Rahamat-Allah’s visit was brought about by an invitation by South Sudan Ministry of Foreign Affairs and International Cooperation to their counterparts in Khartoum and is considered a step towards boosting efforts to resolving conflicts between the two sides.
In a statement broadcast by South Sudan Television on Thursday, Osman said diplomats and politicians were "different groups" and do not share the same views.
“Diplomats advocate for dialogue and peaceful settlement while politicians have different approaches”, said Rahamat-Allah at Juba International Airport in a statement broadcast live on state television on Thursday evening.
The Sudanese diplomat explained that his country has entrusted the Ministry of Foreign Affairs with the role of creating peaceful relations with other countries. Sudan needs to treat South Sudan in a special way because the new country has more added value than other neighbours, he said, adding that his country had committed itself to promoting peaceful cooperation with South Sudan.
"Our relations could reinforce the ongoing negotiations process to reach a good result between the two countries for the interest of the citizens in both the north and South,” he said.
Few official statements have been made about what was discussed in the meeting, which was held behind closed doors. But sources within South Sudan’s Ministry of Foreign Affairs claimed the visit was a step towards boosting bilateral ties between the two nations.

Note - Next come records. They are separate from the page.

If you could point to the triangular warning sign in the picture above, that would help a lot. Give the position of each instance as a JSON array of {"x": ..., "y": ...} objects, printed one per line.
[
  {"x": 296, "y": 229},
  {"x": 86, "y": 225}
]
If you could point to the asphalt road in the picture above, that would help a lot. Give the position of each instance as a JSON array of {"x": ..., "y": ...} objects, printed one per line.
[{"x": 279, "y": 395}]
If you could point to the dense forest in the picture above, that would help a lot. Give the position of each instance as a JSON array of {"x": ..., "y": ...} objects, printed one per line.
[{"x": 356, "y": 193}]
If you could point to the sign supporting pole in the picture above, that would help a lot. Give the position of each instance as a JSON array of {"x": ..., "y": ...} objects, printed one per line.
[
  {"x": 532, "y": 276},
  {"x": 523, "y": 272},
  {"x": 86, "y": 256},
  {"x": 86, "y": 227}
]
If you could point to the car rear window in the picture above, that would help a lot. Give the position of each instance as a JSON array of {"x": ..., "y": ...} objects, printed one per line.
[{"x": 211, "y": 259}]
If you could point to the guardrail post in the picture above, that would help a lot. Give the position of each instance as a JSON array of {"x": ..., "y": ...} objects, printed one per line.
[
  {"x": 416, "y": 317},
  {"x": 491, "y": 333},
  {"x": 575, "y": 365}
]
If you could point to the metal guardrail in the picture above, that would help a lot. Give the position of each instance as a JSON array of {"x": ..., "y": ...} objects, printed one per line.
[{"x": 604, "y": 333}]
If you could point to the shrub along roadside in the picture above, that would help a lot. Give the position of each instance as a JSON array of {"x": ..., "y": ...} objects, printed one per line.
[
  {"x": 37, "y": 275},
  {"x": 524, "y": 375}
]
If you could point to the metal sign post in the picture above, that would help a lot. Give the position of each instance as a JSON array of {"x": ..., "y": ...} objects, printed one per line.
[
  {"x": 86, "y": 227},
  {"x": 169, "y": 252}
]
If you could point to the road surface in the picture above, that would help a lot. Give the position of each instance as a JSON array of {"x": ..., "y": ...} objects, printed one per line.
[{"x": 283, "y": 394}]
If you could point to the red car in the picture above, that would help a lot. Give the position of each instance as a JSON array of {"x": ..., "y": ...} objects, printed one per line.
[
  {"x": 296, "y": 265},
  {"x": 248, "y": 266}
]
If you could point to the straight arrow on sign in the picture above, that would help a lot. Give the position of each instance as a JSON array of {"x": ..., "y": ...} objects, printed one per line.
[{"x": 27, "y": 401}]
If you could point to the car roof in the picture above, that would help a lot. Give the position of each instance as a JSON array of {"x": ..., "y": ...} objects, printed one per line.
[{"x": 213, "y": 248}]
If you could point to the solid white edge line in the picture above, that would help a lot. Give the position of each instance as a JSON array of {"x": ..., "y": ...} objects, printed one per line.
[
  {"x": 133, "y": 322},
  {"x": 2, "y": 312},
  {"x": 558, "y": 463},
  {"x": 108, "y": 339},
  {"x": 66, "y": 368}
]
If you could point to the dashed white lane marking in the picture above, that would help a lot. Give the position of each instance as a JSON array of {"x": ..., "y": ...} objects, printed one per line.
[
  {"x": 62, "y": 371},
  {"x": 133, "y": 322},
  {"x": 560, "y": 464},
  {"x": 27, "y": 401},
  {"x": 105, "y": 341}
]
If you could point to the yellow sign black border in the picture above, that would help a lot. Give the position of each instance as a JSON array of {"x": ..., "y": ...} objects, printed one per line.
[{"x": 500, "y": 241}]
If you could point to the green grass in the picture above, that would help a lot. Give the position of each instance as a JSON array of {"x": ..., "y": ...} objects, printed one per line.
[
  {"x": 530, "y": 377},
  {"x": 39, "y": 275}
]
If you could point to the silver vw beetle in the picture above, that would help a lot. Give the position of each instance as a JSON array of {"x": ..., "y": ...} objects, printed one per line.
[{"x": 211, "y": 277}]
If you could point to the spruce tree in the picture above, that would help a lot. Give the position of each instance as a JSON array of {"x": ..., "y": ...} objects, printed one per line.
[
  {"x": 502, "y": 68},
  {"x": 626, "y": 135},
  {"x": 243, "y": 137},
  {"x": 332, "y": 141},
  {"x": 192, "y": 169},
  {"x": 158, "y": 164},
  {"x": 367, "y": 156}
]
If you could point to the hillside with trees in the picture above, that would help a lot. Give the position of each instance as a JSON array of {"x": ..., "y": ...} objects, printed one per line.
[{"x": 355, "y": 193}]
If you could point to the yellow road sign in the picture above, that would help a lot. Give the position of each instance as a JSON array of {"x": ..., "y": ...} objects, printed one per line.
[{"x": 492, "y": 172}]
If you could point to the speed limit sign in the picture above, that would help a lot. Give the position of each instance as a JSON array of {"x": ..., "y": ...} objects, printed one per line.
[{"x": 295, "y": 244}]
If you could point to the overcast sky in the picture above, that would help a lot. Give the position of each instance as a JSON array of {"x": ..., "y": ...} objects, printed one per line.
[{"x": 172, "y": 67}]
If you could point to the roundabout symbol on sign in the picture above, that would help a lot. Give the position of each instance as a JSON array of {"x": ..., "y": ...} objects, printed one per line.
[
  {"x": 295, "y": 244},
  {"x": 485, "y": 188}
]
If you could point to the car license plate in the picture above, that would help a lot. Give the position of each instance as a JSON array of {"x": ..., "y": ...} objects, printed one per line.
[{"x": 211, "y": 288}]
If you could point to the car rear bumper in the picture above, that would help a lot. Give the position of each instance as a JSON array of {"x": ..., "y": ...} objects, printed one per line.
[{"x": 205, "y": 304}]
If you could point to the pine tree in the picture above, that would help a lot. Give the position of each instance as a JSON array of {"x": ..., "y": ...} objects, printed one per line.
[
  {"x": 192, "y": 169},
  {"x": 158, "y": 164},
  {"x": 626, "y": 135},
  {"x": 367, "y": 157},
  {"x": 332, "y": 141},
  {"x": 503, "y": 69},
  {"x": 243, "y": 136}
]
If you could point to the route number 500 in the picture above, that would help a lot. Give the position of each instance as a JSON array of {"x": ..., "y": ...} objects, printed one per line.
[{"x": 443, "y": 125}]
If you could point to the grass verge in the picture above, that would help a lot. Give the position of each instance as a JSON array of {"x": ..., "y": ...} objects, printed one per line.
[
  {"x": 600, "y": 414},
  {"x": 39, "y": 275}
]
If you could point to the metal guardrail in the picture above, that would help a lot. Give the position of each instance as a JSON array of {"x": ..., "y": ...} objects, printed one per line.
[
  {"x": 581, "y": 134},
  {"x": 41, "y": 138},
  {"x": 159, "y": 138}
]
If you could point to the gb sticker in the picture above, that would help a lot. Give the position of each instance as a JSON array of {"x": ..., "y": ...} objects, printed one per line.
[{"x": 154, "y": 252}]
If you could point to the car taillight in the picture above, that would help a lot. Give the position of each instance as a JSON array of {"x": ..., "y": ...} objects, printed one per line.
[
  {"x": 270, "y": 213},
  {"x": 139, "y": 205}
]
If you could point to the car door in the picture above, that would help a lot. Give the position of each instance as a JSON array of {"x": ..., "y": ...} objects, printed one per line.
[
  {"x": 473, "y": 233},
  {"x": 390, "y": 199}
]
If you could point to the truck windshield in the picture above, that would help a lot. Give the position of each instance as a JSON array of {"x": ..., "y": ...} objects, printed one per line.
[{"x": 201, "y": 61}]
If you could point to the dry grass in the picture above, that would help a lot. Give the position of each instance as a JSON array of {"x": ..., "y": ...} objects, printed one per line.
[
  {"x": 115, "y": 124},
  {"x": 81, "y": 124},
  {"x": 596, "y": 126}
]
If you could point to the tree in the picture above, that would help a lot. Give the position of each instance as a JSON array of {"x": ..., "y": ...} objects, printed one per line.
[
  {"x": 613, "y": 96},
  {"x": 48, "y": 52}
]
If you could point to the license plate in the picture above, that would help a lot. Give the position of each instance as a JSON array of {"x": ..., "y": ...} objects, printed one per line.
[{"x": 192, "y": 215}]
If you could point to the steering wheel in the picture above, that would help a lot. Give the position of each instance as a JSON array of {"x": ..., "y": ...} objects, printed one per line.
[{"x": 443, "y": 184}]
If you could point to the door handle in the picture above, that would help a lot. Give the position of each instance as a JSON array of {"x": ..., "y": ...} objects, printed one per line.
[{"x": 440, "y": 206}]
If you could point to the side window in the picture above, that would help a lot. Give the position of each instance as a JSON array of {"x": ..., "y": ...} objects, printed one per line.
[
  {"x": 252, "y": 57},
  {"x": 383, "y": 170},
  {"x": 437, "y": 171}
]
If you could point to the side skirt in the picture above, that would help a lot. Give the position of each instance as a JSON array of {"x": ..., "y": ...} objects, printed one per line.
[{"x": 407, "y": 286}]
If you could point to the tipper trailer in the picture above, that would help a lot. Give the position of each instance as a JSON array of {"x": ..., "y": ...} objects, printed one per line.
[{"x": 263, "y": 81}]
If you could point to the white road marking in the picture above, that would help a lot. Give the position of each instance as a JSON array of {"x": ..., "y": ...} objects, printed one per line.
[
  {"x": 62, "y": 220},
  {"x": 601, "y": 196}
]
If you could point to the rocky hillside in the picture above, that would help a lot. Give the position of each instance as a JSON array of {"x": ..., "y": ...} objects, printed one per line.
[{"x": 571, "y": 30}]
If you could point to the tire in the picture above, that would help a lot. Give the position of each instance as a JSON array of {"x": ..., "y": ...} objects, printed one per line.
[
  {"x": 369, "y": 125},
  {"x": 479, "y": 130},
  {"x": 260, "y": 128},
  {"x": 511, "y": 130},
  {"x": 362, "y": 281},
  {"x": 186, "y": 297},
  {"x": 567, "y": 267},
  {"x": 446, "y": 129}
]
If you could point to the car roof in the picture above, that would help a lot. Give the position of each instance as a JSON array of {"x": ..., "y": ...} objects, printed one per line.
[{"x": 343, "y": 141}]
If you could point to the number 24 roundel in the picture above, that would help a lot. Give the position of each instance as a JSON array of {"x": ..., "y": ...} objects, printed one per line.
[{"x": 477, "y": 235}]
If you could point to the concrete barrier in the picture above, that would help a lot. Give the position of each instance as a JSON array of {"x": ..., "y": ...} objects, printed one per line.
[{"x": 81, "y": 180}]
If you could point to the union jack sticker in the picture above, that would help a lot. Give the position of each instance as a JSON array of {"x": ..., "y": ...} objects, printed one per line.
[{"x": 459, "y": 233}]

“I was not in the meeting but I am told by my colleagues that number of issues aiming at promoting bilateral ties were raised and discussed. Issues relating to regular interaction between diplomats at both embassies to raise and discuss issues of concerns were brought up and the two sides have agreed to set up committees to look into them”, an official with the South Sudan Ministry of Foreign Affairs and International Cooperation told Sudan Tribune on Friday.
The official further added that the meeting had discussed making use of expertise in fighting poverty; improving living conditions in identified areas; establishing small and medium-size enterprises and industrial clusters; and making use of traditional and ancestral contacts to reactivate and promote peaceful coexistence between the two states. Other issues raised at the meeting included intensifying diplomatic efforts to resume trade exchange at the border states.
South Sudan Undersecretary at the Ministry of Foreign Affairs and International Cooperation Charles Manyang Wol said the two ministries would exchange constant visits in order to revive and strengthen bilateral relations. He declined to offer comment on the agenda of the discussions.
The official, however, said the future stability of the economies of the two countries depend entirely on their relationship. Before relations soured and Sudan closed the border Sudan was South Sudan’s biggest trading partner and was the new nation’s only route export its oil.
"South and North share a lot in common. The future of our economies entirely depend our relations. This future is in our hands. It is waiting for us. Our generation and the next generation deserve [a] strong foundation. Relations between our citizens rely on political relations between the two states. They need peace and free movement required by the international relations," he explained.
"Let us begin that future together," he added.
In Khartoum, it was reported that Rahamat-Allah signed an agreement on the resumption of direct flights between the two countries as it was stopped four months ago.
The Sudanese official also said Khartoum and Juba are discussing ways to resume fluvial trips and to open land roads.
The two countries agreed in September 2011 to open crossing points and to organise border trade between the two sides. In November 2011 also the two neighbours inked security arrangements on the common border.
But the relations between the two sides deteriorated following the increase of attacks in South Kordofan by the Sudanese rebels that Khartoum says are backed by Juba and in January South Sudan stopped pumping oil through Sudan depriving both countries of much needed income in hard currency.